En pareils cas, il faut toujours examiner quelle est l’étendue de la commission du gouverneur. Ainsi lorsque Louis XII, roi de France, envoya le cardinal d’Amboise dans le Milanez ; il lui accorda des lettres patentes qui l’établissoient son lieutenant général & le représentant de sa personne. Les mêmes lettres lui donnoient le pouvoir de traiter avec les princes, de leur envoyer des ambassades & d’en recevoir, de faire généralement tout ce que le roi pourroit faire en personne. Si les gouverneurs envoyés par l’Espagne dans les Pays-Bas, étoient munis des mêmes lettres, ils avoient sûrement le droit d’ambassade.
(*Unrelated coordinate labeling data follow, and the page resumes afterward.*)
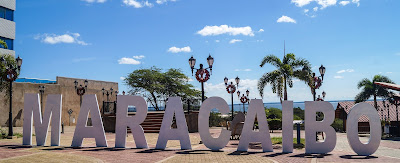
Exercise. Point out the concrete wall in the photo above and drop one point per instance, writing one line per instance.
(64, 86)
(10, 4)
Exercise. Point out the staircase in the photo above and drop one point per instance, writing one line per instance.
(152, 123)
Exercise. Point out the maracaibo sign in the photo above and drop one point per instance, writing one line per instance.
(174, 106)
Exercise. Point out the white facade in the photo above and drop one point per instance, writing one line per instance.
(7, 27)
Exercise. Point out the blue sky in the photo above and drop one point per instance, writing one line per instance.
(107, 39)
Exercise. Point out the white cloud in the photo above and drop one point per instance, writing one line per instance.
(326, 3)
(95, 1)
(225, 29)
(136, 4)
(343, 71)
(286, 19)
(83, 59)
(344, 3)
(128, 61)
(164, 1)
(301, 3)
(139, 56)
(246, 70)
(68, 38)
(174, 49)
(235, 41)
(356, 2)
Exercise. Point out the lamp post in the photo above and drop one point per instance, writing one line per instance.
(244, 99)
(11, 75)
(107, 93)
(317, 81)
(202, 74)
(231, 89)
(81, 90)
(395, 100)
(41, 90)
(323, 96)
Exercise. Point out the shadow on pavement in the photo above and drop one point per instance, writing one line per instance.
(275, 154)
(357, 157)
(197, 152)
(244, 153)
(304, 155)
(152, 151)
(15, 146)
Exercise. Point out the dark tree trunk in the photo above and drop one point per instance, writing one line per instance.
(375, 103)
(285, 90)
(155, 101)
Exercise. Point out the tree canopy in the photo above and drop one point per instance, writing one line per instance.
(286, 70)
(157, 86)
(370, 89)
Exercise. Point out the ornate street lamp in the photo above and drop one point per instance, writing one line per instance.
(395, 100)
(106, 103)
(11, 76)
(244, 99)
(231, 89)
(317, 81)
(202, 74)
(41, 90)
(81, 90)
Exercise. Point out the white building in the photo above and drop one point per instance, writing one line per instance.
(7, 25)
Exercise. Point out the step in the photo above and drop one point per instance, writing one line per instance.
(151, 131)
(151, 128)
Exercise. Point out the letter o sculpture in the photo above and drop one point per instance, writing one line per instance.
(352, 129)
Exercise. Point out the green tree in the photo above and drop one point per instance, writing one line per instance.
(3, 44)
(282, 77)
(157, 86)
(273, 113)
(370, 89)
(298, 113)
(4, 84)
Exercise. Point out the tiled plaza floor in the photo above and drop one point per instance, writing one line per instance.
(13, 151)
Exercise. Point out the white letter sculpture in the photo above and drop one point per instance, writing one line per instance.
(32, 110)
(96, 131)
(313, 126)
(287, 126)
(352, 129)
(204, 115)
(256, 108)
(174, 105)
(133, 122)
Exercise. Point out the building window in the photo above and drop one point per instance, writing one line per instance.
(6, 14)
(9, 42)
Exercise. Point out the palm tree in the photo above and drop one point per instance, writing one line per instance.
(4, 44)
(287, 69)
(371, 89)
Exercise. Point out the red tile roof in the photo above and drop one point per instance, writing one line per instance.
(382, 110)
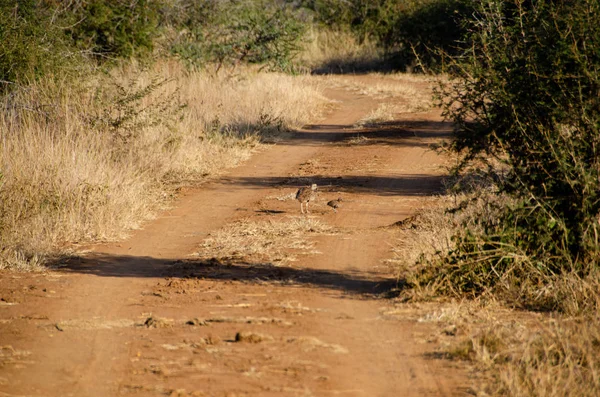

  1. En 1659, Mazarin qui négocioit la paix des Pyrénées, refusa de le voir. Voyez dans les lettres de Mazarin, celle qu’il écrivit à le Tellier, le 28 d’octobre 1659.
  2. Depuis 1651
  3. En 1655, il eut ordre de sortir de France
  4. Jacques II.
  5. Guillaume III.
  6. Par l’article III du traité de Riswick.
  7. Clément XI.
  8. En 1701.
  9. En 1709.
  10. Voyez l’article Corsaires & l’article Pirates, où l’on explique la différence qu’il y a entre les corsaires & les pirates.